2. "xml.dom.minidom" n’étend pas les entités externe et renvoie
   simplement le verbatim de l’entité non étendu.

3. "xmlrpclib" n’étend pas les entités externes et les omet.

*billion laughs* / *exponential entity expansion*
   The Billion Laughs attack – also known as exponential entity
   expansion – uses multiple levels of nested entities. Each entity
   refers to another entity several times, the final entity definition
   contains a small string. Eventually the small string is expanded to
   several gigabytes. The exponential expansion consumes lots of CPU
   time, too.

*quadratic blowup entity expansion*
   A quadratic blowup attack is similar to a Billion Laughs attack; it
   abuses entity expansion, too. Instead of nested entities it repeats
   one large entity with a couple of thousand chars over and over
   again. The attack isn’t as efficient as the exponential case but it
   avoids triggering countermeasures of parsers against heavily nested
   entities.

*external entity expansion*
   Entity declarations can contain more than just text for
   replacement. They can also point to external resources by public
   identifiers or system identifiers. System identifiers are standard
   URIs or can refer to local files. The XML parser retrieves the
   resource with e.g. HTTP or FTP requests and embeds the content into
   the XML document.

Récupération de DTD
   Certaines bibliothèques XML comme "xml.dom.pulldom" de Python
   récupère les documents de définitions de types (DTD) depuis des
   emplacements distants ou locaux. La fonctionnalité a des
   implications similaires que le problème d’extension d’entités
   externes.

*decompression bomb*
   The issue of decompression bombs (aka ZIP bomb) apply to all XML
   libraries that can parse compressed XML stream like gzipped HTTP
   streams or LZMA-ed files. For an attacker it can reduce the amount
   of transmitted data by three magnitudes or more.

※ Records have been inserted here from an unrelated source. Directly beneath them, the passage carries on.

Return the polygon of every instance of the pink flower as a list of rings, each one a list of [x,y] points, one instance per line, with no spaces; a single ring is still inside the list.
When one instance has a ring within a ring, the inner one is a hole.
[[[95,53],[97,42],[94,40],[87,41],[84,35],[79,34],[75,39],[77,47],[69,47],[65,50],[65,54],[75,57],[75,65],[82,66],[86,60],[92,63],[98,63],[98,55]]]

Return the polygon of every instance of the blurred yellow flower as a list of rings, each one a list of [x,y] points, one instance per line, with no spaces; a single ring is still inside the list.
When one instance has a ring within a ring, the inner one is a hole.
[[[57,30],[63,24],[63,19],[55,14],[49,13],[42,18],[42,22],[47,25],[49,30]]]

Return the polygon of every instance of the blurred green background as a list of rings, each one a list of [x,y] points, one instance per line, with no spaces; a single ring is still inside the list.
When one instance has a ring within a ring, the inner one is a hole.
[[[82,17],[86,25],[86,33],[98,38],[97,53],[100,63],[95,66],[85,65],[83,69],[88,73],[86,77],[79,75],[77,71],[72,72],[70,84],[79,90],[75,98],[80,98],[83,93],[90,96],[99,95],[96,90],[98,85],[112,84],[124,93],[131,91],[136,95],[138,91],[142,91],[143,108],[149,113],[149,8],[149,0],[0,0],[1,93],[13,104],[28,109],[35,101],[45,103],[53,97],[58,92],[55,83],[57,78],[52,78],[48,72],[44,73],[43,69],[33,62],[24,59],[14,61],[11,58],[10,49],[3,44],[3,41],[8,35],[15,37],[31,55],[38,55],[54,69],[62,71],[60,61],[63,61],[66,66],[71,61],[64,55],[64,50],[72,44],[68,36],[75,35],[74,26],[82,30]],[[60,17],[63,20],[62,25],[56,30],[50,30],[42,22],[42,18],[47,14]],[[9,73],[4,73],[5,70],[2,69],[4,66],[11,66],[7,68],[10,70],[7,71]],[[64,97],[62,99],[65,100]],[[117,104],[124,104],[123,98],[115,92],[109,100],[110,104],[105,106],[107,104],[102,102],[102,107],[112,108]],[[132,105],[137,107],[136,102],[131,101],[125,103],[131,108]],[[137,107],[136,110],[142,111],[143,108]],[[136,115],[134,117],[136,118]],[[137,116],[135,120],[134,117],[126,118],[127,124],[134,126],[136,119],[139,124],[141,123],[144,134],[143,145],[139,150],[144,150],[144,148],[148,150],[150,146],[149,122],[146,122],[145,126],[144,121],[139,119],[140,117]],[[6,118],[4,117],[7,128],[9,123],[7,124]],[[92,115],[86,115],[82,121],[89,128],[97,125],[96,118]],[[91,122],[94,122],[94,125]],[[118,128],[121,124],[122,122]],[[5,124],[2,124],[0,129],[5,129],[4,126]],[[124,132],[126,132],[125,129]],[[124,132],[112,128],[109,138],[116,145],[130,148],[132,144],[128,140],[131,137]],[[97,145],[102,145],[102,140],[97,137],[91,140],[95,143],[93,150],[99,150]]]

The documentation of defusedxml on PyPI has further information about
all known attack vectors with examples and references.


19.6.1. defused packages
========================

These external packages are recommended for any code that parses
untrusted XML data.

defusedxml is a pure Python package with modified subclasses of all
stdlib XML parsers that prevent any potentially malicious operation.
The package also ships with example exploits and extended
documentation on more XML exploits like xpath injection.

defusedexpat provides a modified libexpat and patched replacement
"pyexpat" extension module with countermeasures against entity
expansion DoS attacks. Defusedexpat still allows a sane and
configurable amount of entity expansions. The modifications will be
merged into future releases of Python.

The workarounds and modifications are not included in patch releases
as they break backward compatibility. After all inline DTD and entity
expansion are well-defined XML features.